It’s said to “err is human, to forgive–divine” and, let’s face it, the best things we humans seem to know how to do is err. Alot. Often. And usually on the things we are putting the most of ourselves into. Personified, in this case, by our cosplay costumes and props.
I don’t think there’s anything more frustrating than a mistake during the creative process. It’s far less of a blunder to make one while we are writing–we simply hit the backspace button and go again. In fact, we do it so often we don’t even think about it anymore….yet when we make one while sewing? That’s a half hour of pulling a thread out before we can even reevaluate where we went wrong and start again.
This very afternoon I experienced a blunder, and it came with all the usual symptoms. I panicked. I had some music playing and had to shut it off, as if it would help the situation at all. I felt my cheeks flush a little bit with something that is both embarrassment and rage. Rage at everything. Myself, the fiberglass, the helmet. Then I looked at my mistake probably a hundred times. I sat down with it, stood up with it, twisted it around in my hands; as if trying to convince myself that me thinking I had made a mistake was a mistake.
Nope. It was real.
Then I went through all the other symptoms. Denial was the first. Then anger. Then the old “let me break it apart to fix it” idea before the whole “maybe I should start all over” /rage quit. And, honestly, it looked like I really did have to start all over. The fiberglass had dried and shrunk the helmet in a way that it didn’t fit anymore. At all. I had also become misshapen in some places, so much that doing it over would have caused it to look better. Instead of tackling my problem head on, I was looking for solutions that would bring me away from the project–including doing it again. Because I didn’t think it was good enough the first time, and all because of this (third) big mistake.
I don’t think this is uncommon for any of us to encounter. I see alot of costumers and prop builders quit when they run into a wall, when they are holding a piece of their project they have to go backwards on, instead of moving forward like they anticipated. Like they expected. We place these expectations on ourselves and on our projects to move a certain way and have a certain outcome: but they don’t. Ever. So what do we do?

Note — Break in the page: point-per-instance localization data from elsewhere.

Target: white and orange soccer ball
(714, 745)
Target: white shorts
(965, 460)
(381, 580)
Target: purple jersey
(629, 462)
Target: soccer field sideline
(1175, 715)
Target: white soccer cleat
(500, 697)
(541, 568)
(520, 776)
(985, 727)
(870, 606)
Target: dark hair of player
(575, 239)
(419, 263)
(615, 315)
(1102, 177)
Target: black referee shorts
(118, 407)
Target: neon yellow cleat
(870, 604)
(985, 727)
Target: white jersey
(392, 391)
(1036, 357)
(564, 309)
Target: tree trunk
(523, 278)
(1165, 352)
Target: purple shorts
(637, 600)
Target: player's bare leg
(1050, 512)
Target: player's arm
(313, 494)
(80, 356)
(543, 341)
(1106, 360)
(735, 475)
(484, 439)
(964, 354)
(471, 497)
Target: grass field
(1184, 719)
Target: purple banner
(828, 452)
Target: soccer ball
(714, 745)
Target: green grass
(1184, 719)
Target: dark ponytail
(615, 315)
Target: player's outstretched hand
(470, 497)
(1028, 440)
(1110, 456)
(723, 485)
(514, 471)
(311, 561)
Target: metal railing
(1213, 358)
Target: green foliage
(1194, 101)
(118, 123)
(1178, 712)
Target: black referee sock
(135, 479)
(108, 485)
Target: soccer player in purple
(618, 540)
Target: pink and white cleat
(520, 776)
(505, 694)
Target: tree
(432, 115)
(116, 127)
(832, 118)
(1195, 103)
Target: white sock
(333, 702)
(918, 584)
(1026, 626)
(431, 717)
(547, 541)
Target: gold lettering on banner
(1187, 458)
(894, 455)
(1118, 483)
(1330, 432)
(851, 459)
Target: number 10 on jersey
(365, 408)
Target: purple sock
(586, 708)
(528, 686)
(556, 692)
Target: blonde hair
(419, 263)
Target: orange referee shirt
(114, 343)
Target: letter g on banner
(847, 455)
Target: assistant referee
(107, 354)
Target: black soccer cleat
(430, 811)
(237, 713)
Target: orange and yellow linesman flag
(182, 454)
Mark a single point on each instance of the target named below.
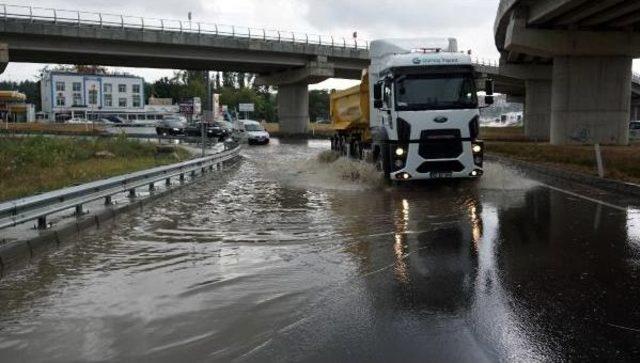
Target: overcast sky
(471, 21)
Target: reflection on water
(282, 259)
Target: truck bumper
(413, 166)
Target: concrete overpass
(575, 57)
(288, 60)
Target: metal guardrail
(40, 206)
(81, 18)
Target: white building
(69, 95)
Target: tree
(30, 88)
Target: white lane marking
(593, 200)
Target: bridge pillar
(591, 99)
(293, 108)
(537, 110)
(4, 56)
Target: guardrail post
(42, 222)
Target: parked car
(171, 126)
(254, 133)
(634, 129)
(77, 121)
(213, 130)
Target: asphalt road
(283, 259)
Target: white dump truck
(416, 112)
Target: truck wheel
(383, 163)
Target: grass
(33, 165)
(620, 162)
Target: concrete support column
(591, 99)
(537, 110)
(4, 56)
(293, 108)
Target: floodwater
(284, 259)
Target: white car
(254, 133)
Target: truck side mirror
(377, 92)
(489, 89)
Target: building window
(136, 101)
(93, 97)
(60, 100)
(77, 99)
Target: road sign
(246, 107)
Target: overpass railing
(81, 18)
(40, 206)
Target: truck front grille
(441, 167)
(440, 144)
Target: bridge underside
(588, 47)
(290, 66)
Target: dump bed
(350, 108)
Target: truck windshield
(437, 92)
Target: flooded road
(285, 259)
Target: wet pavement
(282, 259)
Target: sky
(470, 21)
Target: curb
(556, 172)
(16, 254)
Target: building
(14, 108)
(93, 97)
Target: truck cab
(424, 113)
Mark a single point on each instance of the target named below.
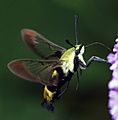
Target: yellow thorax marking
(55, 73)
(67, 60)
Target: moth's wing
(40, 45)
(33, 70)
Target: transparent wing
(41, 45)
(33, 70)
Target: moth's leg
(95, 58)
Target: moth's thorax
(67, 60)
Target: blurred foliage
(98, 21)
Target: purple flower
(113, 84)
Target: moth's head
(79, 49)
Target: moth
(55, 66)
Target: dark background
(98, 21)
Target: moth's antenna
(98, 43)
(67, 41)
(76, 35)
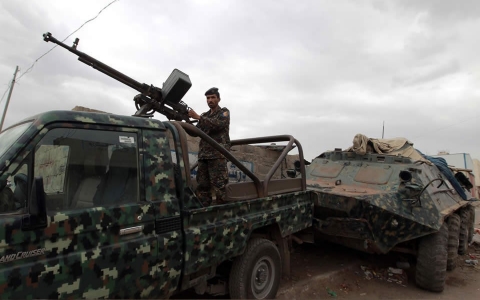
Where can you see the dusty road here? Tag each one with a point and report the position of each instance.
(335, 272)
(329, 271)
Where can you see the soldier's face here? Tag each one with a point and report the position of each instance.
(212, 101)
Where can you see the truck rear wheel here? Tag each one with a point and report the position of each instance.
(432, 256)
(464, 231)
(471, 209)
(453, 236)
(256, 274)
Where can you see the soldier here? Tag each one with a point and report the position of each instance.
(212, 165)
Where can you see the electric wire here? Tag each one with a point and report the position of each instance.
(31, 67)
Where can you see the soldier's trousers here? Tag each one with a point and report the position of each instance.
(212, 174)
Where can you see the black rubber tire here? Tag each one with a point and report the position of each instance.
(431, 269)
(260, 259)
(453, 241)
(464, 229)
(471, 209)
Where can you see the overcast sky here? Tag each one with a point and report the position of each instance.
(321, 71)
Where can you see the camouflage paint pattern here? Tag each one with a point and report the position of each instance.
(82, 253)
(363, 203)
(216, 233)
(212, 174)
(217, 126)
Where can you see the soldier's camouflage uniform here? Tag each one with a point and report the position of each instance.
(212, 165)
(7, 202)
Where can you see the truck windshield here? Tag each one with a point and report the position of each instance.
(11, 135)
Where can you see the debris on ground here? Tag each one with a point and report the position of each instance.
(472, 262)
(403, 265)
(331, 293)
(395, 275)
(476, 238)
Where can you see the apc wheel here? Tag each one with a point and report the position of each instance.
(432, 256)
(453, 236)
(464, 231)
(471, 210)
(256, 274)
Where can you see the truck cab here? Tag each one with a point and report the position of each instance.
(102, 206)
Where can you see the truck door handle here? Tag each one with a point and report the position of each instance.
(131, 230)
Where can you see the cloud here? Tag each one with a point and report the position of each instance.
(321, 71)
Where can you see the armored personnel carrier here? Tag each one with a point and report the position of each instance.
(384, 195)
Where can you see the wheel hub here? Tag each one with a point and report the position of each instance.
(262, 274)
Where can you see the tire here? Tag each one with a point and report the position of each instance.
(432, 256)
(256, 274)
(471, 209)
(464, 231)
(453, 241)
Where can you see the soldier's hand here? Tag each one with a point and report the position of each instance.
(192, 114)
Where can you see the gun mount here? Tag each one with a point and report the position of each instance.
(166, 100)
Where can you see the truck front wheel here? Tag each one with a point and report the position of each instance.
(465, 227)
(256, 274)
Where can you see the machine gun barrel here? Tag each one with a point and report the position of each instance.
(166, 101)
(98, 65)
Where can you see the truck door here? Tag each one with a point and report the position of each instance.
(100, 239)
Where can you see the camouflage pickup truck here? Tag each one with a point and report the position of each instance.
(102, 206)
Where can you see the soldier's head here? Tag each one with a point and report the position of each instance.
(213, 97)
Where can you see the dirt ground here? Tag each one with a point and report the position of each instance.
(335, 272)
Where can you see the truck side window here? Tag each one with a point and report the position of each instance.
(14, 190)
(86, 168)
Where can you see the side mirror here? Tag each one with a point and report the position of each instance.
(291, 173)
(36, 217)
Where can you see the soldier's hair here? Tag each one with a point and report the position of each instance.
(213, 91)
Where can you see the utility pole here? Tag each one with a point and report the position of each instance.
(383, 128)
(8, 98)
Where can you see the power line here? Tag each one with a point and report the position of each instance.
(4, 93)
(31, 67)
(445, 127)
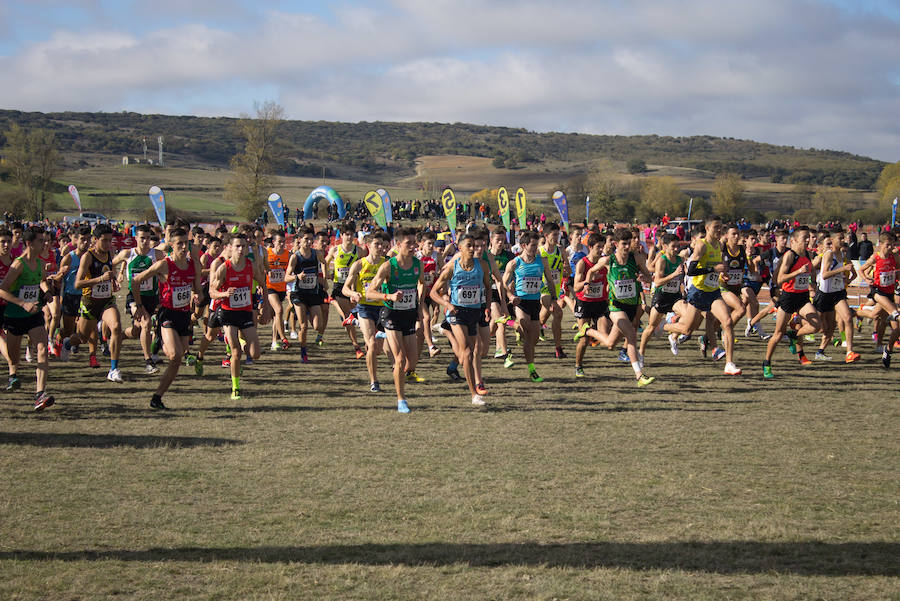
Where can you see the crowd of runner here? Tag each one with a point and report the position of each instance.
(195, 295)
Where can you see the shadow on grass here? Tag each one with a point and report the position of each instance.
(808, 558)
(106, 441)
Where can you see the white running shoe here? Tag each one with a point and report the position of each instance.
(731, 369)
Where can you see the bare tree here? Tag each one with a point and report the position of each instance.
(252, 178)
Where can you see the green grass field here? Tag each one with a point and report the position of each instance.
(698, 487)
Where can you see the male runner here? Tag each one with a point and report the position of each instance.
(356, 287)
(795, 272)
(179, 285)
(304, 268)
(21, 289)
(524, 277)
(98, 304)
(231, 282)
(398, 283)
(143, 301)
(467, 277)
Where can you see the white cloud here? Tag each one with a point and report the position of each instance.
(795, 71)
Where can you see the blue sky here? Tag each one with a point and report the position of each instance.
(807, 73)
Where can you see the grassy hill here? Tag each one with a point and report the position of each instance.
(415, 160)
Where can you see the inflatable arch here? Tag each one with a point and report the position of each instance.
(327, 193)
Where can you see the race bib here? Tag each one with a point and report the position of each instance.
(470, 295)
(594, 290)
(181, 296)
(624, 289)
(407, 301)
(239, 298)
(29, 294)
(672, 286)
(102, 290)
(532, 285)
(307, 281)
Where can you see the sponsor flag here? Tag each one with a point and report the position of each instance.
(386, 200)
(158, 200)
(375, 204)
(448, 201)
(520, 207)
(76, 197)
(503, 201)
(276, 205)
(559, 199)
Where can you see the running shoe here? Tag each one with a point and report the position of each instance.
(673, 344)
(43, 400)
(414, 378)
(732, 370)
(645, 380)
(582, 331)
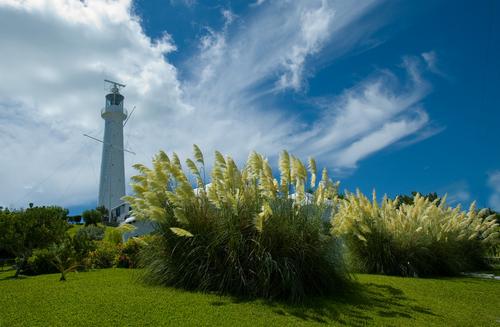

Maybe we should put it down, come back to it another time. Maybe we should start over, because practice makes perfect, right?
I don’t think there’s necessarily a right or a wrong answer for this. To me, all I can do is quote our loving old grandpa Alfred..and consider the question…
Why do we fall?
It may be that you pick yourself–and your project–back up after a time to let the heated embarrassment and frustration of a mistake boil off and cool back down to a temperature that is new to you all over again. It may be that you pick yourself up best when you do start over with a clean slate, built on the rubble of your practiced attempts. Or, like me, perhaps you pick yourself up best when you simply wipe off the fiberglass residue of a really hard, long and complicated sanding process that only could have ended in more failure; but instead ended with a helmet back on your head where there couldn’t be one before.
The bottom line is that you DO it. Don’t put it down and forget about it. Don’t start over again unless you have too, because its too easy to stand in your own way. It’s too easy to be so critical that you wind up with four iron man helmets instead of one (true story).
Don’t punish yourself. Don’t punish the art. I often feel as if stage of my piece is like a stage of its life. You have its inception, its birth; you nurture it through the adolescence of rough drafts and paper models and fiberglass skeletons. You’ve seen it look messy, you’ve seen it broken, you’ve visualized its potential and seen it’s maturity long before everyone else. You believed in it. You believed in yourself. I often expect these life cycles of production to move forward without looking backward, without falling behind–but it does. It’s up to us to correct our work without blame, without self-criticism. Because, really, what’s the real point in falling?
Sure, duh. We all ‘learned’ this in first grade. Learn from your mistakes, right? While working on Iron Man and, most recently (and with greater impact) while working on costumes for other people, I found out how difficult it was to actually learn anything from my mistakes–outside of how many walls I can run headfirst into.
But there is something to be said about being the mother (or father) of your own creation: don’t be scared of it. Don’t be scared to cut it, to alter it, to modify it. Don’t be scared to think of something new, to research, to ask, to push the limits of your materials. Most importantly of all, don’t be scared to go slow. We love to get wrapped up in the fruit of our labor that we forget the most exciting part of all isn’t the con, or the costume, or the beautiful smiles of the people who see us–it’s the journey of what it took us to get there.